UFC Holdings 'B+' First-Lien Rating Affirmed On $435 Million Term Loan Add-On To Fund Second-Lien Term Loan Repayment


NEW YORK (S&P Global Ratings) April 10, 2019--S&P Global Ratings today affirmed its 'B+' issue-level rating and '2' recovery rating on UFC Holdings LLC's first-lien debt after the company announced plans to upsize its first-lien term loan due 2023 by $435 million to $1.877 billion outstanding and increase its revolving credit facility's capacity to $162.75 million from $150 million. The company will also seek to extend the revolver's maturity to 2022 from 2021 as part of the proposed transaction. The '2' recovery rating remains unchanged, indicating our expectation for substantial recovery (70%-90%; rounded estimate: 70%) of principal in the event of a payment default. UFC plans to use the proceeds from the incremental first-lien term loan to fully repay its $425 million second-lien term loan and pay associated transaction fees.

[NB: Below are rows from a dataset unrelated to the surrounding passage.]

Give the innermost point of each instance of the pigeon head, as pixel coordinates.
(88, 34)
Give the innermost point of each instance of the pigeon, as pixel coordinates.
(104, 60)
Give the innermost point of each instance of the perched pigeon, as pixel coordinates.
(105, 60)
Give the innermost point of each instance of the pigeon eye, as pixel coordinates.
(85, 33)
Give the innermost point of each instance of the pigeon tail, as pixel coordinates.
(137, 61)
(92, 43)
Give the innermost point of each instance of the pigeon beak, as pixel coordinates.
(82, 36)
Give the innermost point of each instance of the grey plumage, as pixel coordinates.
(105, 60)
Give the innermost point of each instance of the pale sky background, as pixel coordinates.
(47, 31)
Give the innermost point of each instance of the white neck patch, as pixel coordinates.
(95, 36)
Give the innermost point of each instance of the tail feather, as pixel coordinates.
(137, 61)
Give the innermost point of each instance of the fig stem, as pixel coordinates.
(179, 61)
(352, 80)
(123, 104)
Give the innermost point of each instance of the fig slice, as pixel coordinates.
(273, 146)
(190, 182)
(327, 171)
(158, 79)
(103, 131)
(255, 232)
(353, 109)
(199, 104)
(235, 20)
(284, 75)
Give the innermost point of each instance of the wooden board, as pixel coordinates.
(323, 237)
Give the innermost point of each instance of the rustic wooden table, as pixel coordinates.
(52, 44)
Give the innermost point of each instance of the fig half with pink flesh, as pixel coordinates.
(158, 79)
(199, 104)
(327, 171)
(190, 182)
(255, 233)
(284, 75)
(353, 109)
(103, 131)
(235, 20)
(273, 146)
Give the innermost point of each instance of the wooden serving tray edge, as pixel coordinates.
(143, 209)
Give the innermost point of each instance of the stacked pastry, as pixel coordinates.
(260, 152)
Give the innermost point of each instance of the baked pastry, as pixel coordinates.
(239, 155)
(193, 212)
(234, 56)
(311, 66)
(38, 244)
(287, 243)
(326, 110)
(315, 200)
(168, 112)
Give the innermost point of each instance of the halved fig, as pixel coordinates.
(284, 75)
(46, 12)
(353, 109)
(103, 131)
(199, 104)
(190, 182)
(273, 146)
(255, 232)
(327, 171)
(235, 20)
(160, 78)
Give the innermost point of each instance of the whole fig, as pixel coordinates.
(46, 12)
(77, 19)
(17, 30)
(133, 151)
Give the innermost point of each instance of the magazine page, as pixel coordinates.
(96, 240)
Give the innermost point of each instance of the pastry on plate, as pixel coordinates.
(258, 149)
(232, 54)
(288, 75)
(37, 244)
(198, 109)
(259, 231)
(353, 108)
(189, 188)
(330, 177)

We affirmed our issue-level rating on UFC's first-lien debt despite the increase in its first-lien debt balance because we raised our emergence valuation for the company to reflect its augmented domestic media rights agreement between the company and ESPN, which was announced in March 2019. Under the agreement, UFC will exclusively distribute its pay-per-view (PPV) bouts in the U.S. through ESPN+ in return for fixed media rights fees. This is in addition to the company's non-PPV bouts, which it already distributes through ESPN. UFC and ESPN also extended the duration of the distribution agreement they reached in May 2018 (which covered only non-PPV bouts) to seven years from five years. UFC estimates that about 70% of its total 2019 pro forma revenue will be contractually fixed, which compares with less than 40% previously. This will mitigate the company's business risks by replacing the volatile revenue from its event-driven PPV business model with a fixed-fee revenue stream. The longer, seven-year duration of the distribution agreement also enables UFC to plan its next steps over a longer time horizon while focusing on securing international media rights fees and generating sponsorship dollars. We believe the new agreement with ESPN likely reflects the growing acceptance and maturity of mixed martial arts as a sport.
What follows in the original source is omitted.